Global trade is not the main cause for the loss of manufacturing jobs in places like the United States and needs to be defended from its critics, the chief of the World Trade Organization said Wednesday.
Director-General Roberto Azevedo rebuffed arguments made by some politicians around the world, such as U.S. presidential candidate Donald Trump, that global trade deals are destroying jobs or causing them to move to lower-cost countries.
He pointed to recent studies showing that as much as 90 percent of the U.S. manufacturing jobs recently lost were due to new technologies, innovation or improvements in efficiency.
"It had nothing to do with imports, it had nothing to do with trade competition," he told reporters after a WTO general council meeting. "I don't think we do enough in making the case for trade because we think trade is so obviously positive for any economy. It's like trying to argue with a friend that he needs to breathe."
He declined to comment on weekend remarks by Trump to NBC TV suggesting Trump might pull the U.S. out of the WTO if its rules prevent his hopes to set fees on U.S. companies that ship jobs abroad.
"I don't intend to get into a debate," Azevedo said. "I'm not a candidate."
The Brazilian instead announced plans to seek a second four-term at the organization's helm and lamented troubles in world trade.
"We are in a particularly sensitive moment in the global economy with economic volatility, low growth and weak trade expansion," he said. "We are seeing the weakest five-year period of trade growth since the 1980s."
Azevedo defended the WTO's role in helping to resolve disputes like a recent U.S. complaint alleging China unfairly limits raw materials exports, hurting U.S. manufacturers.
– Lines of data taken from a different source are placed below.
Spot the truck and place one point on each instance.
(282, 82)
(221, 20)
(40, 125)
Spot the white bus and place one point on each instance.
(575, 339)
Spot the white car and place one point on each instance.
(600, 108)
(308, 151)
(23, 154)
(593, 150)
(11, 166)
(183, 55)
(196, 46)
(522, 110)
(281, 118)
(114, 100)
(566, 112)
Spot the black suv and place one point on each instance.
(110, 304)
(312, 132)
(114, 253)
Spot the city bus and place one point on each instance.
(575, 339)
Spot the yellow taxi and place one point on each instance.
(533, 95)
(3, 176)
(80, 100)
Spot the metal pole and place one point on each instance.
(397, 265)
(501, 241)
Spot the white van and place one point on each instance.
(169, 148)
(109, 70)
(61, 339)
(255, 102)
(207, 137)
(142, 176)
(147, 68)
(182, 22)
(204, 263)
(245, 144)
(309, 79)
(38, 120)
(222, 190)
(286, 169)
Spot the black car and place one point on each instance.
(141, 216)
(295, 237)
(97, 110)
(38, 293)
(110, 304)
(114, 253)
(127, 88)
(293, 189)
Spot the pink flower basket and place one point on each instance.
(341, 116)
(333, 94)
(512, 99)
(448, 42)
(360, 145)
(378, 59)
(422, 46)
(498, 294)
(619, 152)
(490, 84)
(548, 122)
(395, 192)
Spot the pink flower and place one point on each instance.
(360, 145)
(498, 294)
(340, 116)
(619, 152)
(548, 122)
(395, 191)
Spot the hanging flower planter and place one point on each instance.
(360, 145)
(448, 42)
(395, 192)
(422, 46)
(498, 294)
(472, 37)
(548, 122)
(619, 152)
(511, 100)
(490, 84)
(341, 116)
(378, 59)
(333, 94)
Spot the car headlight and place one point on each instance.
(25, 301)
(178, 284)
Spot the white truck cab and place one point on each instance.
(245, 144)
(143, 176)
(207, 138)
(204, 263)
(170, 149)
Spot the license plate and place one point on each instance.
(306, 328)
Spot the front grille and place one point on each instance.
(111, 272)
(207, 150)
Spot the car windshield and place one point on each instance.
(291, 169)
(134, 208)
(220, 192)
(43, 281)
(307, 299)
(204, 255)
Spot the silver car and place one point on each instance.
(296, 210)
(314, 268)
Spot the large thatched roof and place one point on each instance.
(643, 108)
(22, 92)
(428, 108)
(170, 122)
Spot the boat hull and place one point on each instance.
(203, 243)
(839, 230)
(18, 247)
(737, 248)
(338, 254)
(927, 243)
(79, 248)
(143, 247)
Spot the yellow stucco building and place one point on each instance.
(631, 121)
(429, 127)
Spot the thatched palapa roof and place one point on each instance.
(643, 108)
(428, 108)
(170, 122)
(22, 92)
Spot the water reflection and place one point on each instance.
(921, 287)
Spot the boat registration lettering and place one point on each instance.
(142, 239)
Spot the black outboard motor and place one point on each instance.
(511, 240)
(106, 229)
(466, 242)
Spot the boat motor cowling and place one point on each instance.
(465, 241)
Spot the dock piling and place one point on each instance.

Asked about the impact of Britain's vote to quit the European Union on international trade, Azevedo said WTO officials were "still exploring" the consequences.
"We have no precedent for this. This is the first time that ... if it actually happens, and when it does happen, we would have a WTO member without a schedule of commitments," he said.
Alluding to Britain, Azevedo said: "You don't unilaterally decide what your commitments are with the other members. We'll have to negotiate those commitments ... How do you get there? It could be very simple, or it could be very convoluted and complicated."